Pressure builds on mayor
The Romney letter, which arrived last week, added to the pressure on the mayor to take a stand on whether to recognize gay marriages from Massachusetts at a time when some gay activists have urged him to postpone any action on gay marriage until after the November election.

The Gay & Lesbian Activists Alliance and the Gertrude Stein Democratic Club, two prominent D.C. gay groups, have warned elected officials that Congress would likely respond to any gay marriage initiatives in the city by passing a law to ban recognition of such marriages.

Romney’s letter also comes at a time when a contingent of same-sex couples were scheduled to show up at the marriage license bureau at the D.C. Superior Court building on Monday, May 17, to apply for marriage licenses.

The couples plan to hold a news conference outside the courthouse at 4:30 p.m., where they were expected to announce whether they would file suit to challenge a decision to deny their request for marriage licenses.

Among the activists expected to speak at the news conference are Rev. Candace Shultis, pastor of D.C. Metropolitan Community Church; Mandy Carter, an official with the National Black Justice Coalition; and Mara Keisling, an official with the National Coalition for Transgender Rights.
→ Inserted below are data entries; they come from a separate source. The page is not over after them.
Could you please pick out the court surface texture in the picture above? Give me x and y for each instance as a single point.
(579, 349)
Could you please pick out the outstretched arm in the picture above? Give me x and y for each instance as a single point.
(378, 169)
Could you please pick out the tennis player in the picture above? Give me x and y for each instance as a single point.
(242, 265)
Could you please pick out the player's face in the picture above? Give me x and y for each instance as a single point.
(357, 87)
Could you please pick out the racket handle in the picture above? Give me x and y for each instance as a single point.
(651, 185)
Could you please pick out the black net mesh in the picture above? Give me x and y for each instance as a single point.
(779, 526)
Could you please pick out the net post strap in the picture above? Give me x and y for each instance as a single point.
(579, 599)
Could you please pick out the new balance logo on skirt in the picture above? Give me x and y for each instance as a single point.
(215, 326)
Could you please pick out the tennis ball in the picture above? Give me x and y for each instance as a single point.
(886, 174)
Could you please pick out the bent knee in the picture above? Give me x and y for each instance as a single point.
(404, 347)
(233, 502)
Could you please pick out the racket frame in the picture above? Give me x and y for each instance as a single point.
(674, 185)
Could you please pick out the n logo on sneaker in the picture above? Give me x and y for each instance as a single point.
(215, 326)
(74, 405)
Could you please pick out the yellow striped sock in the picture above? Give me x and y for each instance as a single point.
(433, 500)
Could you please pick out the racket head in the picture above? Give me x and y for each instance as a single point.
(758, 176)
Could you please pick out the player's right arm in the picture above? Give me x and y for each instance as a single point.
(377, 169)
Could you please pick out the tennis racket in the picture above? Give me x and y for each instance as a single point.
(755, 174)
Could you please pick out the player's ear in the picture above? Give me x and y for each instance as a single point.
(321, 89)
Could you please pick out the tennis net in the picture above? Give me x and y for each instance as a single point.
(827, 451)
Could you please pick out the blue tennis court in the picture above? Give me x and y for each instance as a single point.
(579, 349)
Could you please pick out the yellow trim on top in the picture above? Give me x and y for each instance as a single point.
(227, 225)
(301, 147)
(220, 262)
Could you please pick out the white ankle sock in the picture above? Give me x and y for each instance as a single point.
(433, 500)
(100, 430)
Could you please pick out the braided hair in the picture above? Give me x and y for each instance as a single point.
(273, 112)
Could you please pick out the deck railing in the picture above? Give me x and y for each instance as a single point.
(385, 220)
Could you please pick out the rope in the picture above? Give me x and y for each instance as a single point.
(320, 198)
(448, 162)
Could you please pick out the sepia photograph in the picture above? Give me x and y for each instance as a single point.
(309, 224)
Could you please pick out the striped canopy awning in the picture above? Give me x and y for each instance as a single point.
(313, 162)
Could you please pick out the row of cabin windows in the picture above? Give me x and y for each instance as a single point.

Romney said he sent letters to the governors of 49 states, as well as the D.C. mayor, to inform them that a 1913 Massachusetts law makes it illegal for his state to marry out-of-state residents whose marriages would not be legal in their home states. Romney has said he will enforce that law unless governors or attorneys general — or their D.C. equivalent — declare that they would permit Massachusetts to marry same-sex couples from their home states or D.C.

“The letter is under review,” said Tony Bullock, Williams’ press secretary.

Bullock said the city received Romney’s letter late last week and the mayor’s office sent it to Spagnoletti for review.

According to Bullock, Romney states in his letter that he assumes that same-sex marriages are not recognized in D.C. and other states and that Williams most likely would not want Massachusetts to marry same-sex couples from D.C.

“Unless we receive an authoritative statement to the contrary from either you or your representative, the Commonwealth of Massachusetts will not issue a marriage license to residents of your state,” Bullock quoted Romney’s letter as saying.

The 1913 Massachusetts law, known as a reverse evasion statute and intended at the time largely to block interracial marriages performed elsewhere, states, “No marriage shall be contracted in this commonwealth by a party residing and intending to continue to reside in another jurisdiction if such marriage would be void if contracted in such other jurisdiction, and every marriage contracted in this commonwealth in violation hereof shall be null and void.”


D.C. residents awaiting guidance
D.C. Council member Jim Graham (D-Ward 1), who is gay, said he is urging Williams to give Romney the go-ahead to marry same-sex couples from D.C. if Spagnoletti’s opinion concludes that the city must recognize legally issued marriages from other states.

“I haven’t seen Mr. Spagnoletti’s opinion,” Graham said. “But the information we’re hearing is that the opinion is in the affirmative, that the law of the District of Columbia requires us to give full faith and credit to marriages from other states.”

Graham said it is important for the mayor to act quickly because D.C. residents are looking to the city for guidance on whether to go to Massachusetts to marry. Graham noted that even if Massachusetts refuses to marry D.C. residents, same-sex couples who ...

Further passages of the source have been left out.